The Practical Takeaway
TR90 sunglasses earn their durable reputation honestly — but that same durability is exactly what makes clear care communication necessary rather than optional, since a customer who believes the product is indestructible has no reason to avoid the handling habits that actually do cause damage. A short care card covering heat exposure, cleaning method, two-handed removal, storage, and the distinction between hardware oxidation and material defects costs very little to implement and prevents a meaningful share of complaints that get misattributed to product quality rather than recognized as normal wear or preventable handling issues.

Frequently Asked Questions
Is TR90 really heatproof?
No, though it’s considerably more heat-resistant than acetate. TR90 tolerates a wider temperature range before softening, but extended exposure to extreme heat — like a closed car on a hot day — can still warp it over time. The accurate message is “more heat-tolerant,” not “heat-proof.”
What’s the best way to clean TR90 sunglasses?
A microfiber cloth with mild soap and water, or a lens-safe cleaning spray, works well. Avoid alcohol-based cleaners and harsh chemicals, which can degrade TR90’s surface finish over time, and avoid paper towels or clothing, which carry scratch risk on the lenses.
Why does my TR90 frame have green residue near the hinges?
This is almost always oxidation on the metal hardware components — hinges, screws, or metal accents — not a problem with the TR90 material itself. Regular wiping of metal contact points with a dry cloth prevents this buildup.
Can TR90 frames be bent back into shape if they warp?
Minor warping from heat exposure can sometimes be corrected with controlled, gentle heat application, similar to other thermoplastic frame materials — this isn’t something a customer should attempt at home, since uncontrolled force or heat risks further damage rather than correction.

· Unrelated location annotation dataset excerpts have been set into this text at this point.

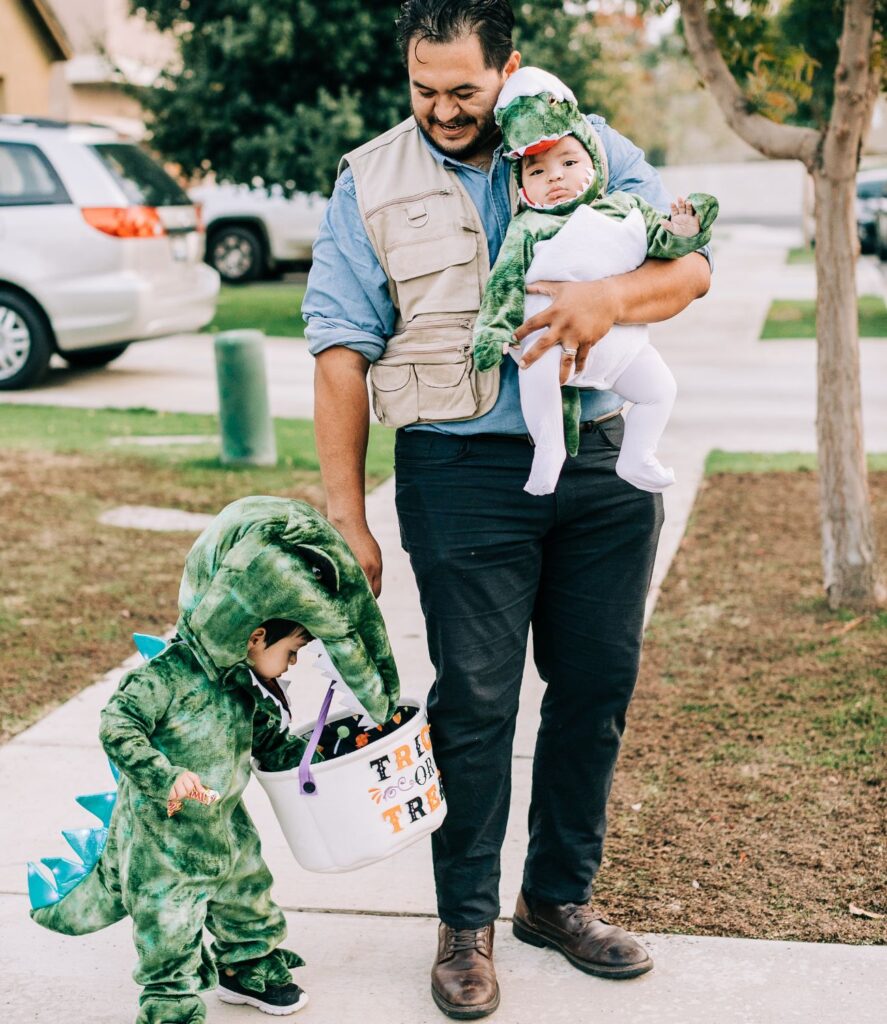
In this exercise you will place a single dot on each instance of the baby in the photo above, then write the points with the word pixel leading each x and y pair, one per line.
pixel 569 228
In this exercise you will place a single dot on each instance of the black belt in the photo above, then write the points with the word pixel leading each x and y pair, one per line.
pixel 585 427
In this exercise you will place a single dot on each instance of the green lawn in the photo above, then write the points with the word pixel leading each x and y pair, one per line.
pixel 797 318
pixel 777 462
pixel 91 430
pixel 273 308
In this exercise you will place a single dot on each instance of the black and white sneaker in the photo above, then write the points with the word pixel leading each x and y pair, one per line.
pixel 277 999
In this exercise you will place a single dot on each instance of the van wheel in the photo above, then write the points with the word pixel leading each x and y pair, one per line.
pixel 25 342
pixel 85 358
pixel 237 253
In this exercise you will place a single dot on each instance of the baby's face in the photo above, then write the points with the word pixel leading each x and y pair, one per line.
pixel 556 174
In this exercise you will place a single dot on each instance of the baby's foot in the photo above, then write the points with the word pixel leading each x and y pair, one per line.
pixel 545 470
pixel 684 220
pixel 646 474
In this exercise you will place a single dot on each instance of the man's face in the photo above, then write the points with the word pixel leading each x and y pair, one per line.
pixel 453 93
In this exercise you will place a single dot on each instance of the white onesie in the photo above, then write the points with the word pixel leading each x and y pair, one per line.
pixel 591 246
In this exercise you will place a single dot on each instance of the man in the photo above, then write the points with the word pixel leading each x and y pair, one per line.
pixel 416 219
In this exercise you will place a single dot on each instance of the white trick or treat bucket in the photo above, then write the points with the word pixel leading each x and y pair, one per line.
pixel 364 806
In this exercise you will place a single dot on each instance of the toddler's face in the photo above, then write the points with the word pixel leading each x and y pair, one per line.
pixel 268 663
pixel 556 174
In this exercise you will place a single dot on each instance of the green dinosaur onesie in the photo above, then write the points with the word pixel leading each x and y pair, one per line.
pixel 534 109
pixel 194 707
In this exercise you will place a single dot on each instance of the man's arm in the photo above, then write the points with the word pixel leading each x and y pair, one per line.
pixel 349 313
pixel 341 431
pixel 581 313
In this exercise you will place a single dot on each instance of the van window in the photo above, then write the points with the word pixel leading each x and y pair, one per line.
pixel 143 181
pixel 871 189
pixel 27 177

Does using one hand to remove TR90 sunglasses actually cause damage?
Yes, over time. One-handed removal puts uneven, repeated stress on a single hinge rather than distributing it across both sides, which accelerates hinge wear regardless of how durable the surrounding frame material is. This applies to TR90 the same way it applies to any hinge-based frame.
How long should TR90 sunglasses last with proper care?
With reasonable care — avoiding extreme heat, using appropriate cleaning methods, and two-handed removal — TR90 frames commonly outlast frames in less durable materials by a meaningful margin. Most issues that shorten a TR90 frame’s usable life trace back to handling habits rather than the material reaching a natural limit.